HTTP codes are (pretty much) universal. But let's say you forgot to inlcude a header or forgot to base64 encode login details or simply are using a wrong value for an API key. If your system knows that "this XML element means Y for provider X, and means Z in our own system", then you can better gauge issues as they come up, instead of waiting for customers to complain. This is also where tools like Splunk are handy, so you can be alerted to these kinds of errors as they come up.
If the "things calling you" can't be effectively throttled, you often run into issues like, for example, hitting the limit on number of open sockets, file descriptors, receive queue, threads etc.
So, just saying "the downstream service is at fault" isn't really correct. Your service may also not be acting correctly in that situation. Those issues can also affect your logging and metrics.
It's not a trivial exercise to architect your service such that it always does the right thing (throttling input vs retries vs fail fast vs priority queues vs load balancing to multiple instances of a downstream service, exponential backoff, etc) when a downstream dependency is slow and/or down.
Edit: Similar to your observation about structured errors, connection pooling is probably also worth talking about in this situation. Which would change the stats you want...once # of connections made isn't the same thing as # of transactions, you would want to know both.

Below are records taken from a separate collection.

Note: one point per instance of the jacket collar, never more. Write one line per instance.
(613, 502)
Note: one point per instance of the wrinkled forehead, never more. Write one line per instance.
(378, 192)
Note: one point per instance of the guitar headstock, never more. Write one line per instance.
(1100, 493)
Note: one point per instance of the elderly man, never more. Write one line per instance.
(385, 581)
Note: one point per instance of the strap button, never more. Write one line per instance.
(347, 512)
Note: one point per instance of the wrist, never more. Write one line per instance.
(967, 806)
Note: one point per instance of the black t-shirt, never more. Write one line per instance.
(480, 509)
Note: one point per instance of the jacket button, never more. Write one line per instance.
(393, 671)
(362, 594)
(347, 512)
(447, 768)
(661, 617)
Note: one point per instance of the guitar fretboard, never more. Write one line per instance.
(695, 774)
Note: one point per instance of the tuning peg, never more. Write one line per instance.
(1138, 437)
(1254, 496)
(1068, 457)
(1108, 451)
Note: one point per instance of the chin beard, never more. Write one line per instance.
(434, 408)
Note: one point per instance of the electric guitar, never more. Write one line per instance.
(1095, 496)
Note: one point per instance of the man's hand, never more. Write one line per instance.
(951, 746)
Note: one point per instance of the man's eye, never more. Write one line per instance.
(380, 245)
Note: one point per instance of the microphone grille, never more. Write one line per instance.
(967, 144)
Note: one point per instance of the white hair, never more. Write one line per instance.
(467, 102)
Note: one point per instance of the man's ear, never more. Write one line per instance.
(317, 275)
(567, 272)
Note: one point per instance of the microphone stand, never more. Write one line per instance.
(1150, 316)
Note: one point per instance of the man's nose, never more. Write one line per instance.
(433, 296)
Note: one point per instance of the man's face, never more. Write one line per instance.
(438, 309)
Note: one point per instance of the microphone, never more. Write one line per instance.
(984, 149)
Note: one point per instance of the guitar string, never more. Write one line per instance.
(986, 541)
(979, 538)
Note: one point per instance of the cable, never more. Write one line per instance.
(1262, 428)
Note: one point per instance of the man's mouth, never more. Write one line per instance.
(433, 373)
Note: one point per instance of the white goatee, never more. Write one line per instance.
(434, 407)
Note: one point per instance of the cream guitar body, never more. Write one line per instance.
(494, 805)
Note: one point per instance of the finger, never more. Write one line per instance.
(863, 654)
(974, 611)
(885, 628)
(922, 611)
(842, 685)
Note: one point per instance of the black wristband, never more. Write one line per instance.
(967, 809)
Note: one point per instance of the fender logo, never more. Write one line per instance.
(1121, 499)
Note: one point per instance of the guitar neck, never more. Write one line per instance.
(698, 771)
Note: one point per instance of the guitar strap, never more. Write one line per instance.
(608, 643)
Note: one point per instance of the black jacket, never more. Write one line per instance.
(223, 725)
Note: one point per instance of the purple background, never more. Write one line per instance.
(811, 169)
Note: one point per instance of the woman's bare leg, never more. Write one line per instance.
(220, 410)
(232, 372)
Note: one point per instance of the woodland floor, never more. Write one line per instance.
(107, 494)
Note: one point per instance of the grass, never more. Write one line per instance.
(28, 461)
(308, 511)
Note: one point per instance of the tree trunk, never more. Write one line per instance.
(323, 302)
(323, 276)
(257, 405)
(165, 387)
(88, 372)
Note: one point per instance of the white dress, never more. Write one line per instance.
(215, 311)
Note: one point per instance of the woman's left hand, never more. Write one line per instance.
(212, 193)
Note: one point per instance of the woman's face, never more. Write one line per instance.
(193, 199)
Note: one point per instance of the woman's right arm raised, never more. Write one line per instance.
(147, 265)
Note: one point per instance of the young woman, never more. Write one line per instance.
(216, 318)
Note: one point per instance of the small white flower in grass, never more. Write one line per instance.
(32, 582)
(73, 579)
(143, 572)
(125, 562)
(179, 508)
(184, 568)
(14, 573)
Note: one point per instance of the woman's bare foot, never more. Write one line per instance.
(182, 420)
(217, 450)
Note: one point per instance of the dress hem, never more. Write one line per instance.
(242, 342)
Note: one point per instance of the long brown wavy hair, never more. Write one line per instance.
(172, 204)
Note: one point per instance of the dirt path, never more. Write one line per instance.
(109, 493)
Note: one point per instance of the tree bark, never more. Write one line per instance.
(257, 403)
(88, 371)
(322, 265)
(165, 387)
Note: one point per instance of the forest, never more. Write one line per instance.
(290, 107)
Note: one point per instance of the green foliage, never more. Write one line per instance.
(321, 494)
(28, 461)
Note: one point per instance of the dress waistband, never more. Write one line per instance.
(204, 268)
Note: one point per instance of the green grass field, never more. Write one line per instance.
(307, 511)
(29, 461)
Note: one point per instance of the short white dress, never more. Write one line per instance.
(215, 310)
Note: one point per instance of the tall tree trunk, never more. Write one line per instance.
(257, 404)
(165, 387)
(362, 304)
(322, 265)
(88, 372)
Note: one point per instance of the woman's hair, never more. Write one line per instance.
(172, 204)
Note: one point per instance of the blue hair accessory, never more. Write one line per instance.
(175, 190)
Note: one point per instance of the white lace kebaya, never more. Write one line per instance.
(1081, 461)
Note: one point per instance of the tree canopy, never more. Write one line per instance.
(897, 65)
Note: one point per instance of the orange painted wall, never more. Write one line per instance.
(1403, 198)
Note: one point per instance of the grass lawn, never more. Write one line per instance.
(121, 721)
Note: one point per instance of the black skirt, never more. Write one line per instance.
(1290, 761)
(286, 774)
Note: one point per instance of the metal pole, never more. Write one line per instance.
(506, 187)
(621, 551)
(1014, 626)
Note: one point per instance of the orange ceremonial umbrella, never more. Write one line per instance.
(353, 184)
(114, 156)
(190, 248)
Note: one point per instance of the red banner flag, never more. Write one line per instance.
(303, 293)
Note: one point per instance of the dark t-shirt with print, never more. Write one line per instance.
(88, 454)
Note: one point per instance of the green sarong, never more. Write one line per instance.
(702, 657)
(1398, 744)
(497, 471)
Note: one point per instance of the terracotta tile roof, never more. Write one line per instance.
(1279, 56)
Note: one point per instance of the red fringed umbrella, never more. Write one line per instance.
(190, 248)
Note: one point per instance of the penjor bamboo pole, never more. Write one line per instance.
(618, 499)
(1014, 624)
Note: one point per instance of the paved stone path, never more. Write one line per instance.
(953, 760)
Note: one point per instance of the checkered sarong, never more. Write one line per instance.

This is so much easier said than done. Most time series db that people use to instrument things quite simply cannot handle histogram data correctly. They make incorrect assumptions about the way roll-ups can happen or they require you to be specific about resolution requirements before you can know them well.
Then histogram data tends to be very expensive to query so it bogs down preventing you from making the kinds of queries that are really valuable for diagnosing performance regressions.
Finally, the visualization systems for histograms are really difficult because you need a third dimension to see them over time. Heat maps accomplish this but are hard to read at times and most dashboard systems don't have great visualization options for "show this time period next to this time period" which is an incredibly common requirement when comparing latency histograms.
We don't have the visualizations for histograms yet (though you can chart specific percentiles), but for the reasons you mention, Honeycomb is perfectly suited to give you that kind of data. I can't say we'll get that out the door soon, but it's one of my pet most wanted features so as soon as I can convince myself it's actually more important than all the other mountain of things that need to get done, you'll get your histograms and your time over time comparisons.
I've been advocating for a heat map style presentation of histograms for a long time, but I hadn't considered the difficulty that creates when trying to show time over time. That's an interesting one to noodle on.
Thanks for articulating well the value and reasons for difficulty in implementing histograms!
(bias alert - I work on Honeycomb)
Is this normal usage? Seems reversed to me.
To rephrase that, "upstream" means "where events come from".
If the river is data, then stuff you depend on is upstream from you, and things that depend on you are downstream.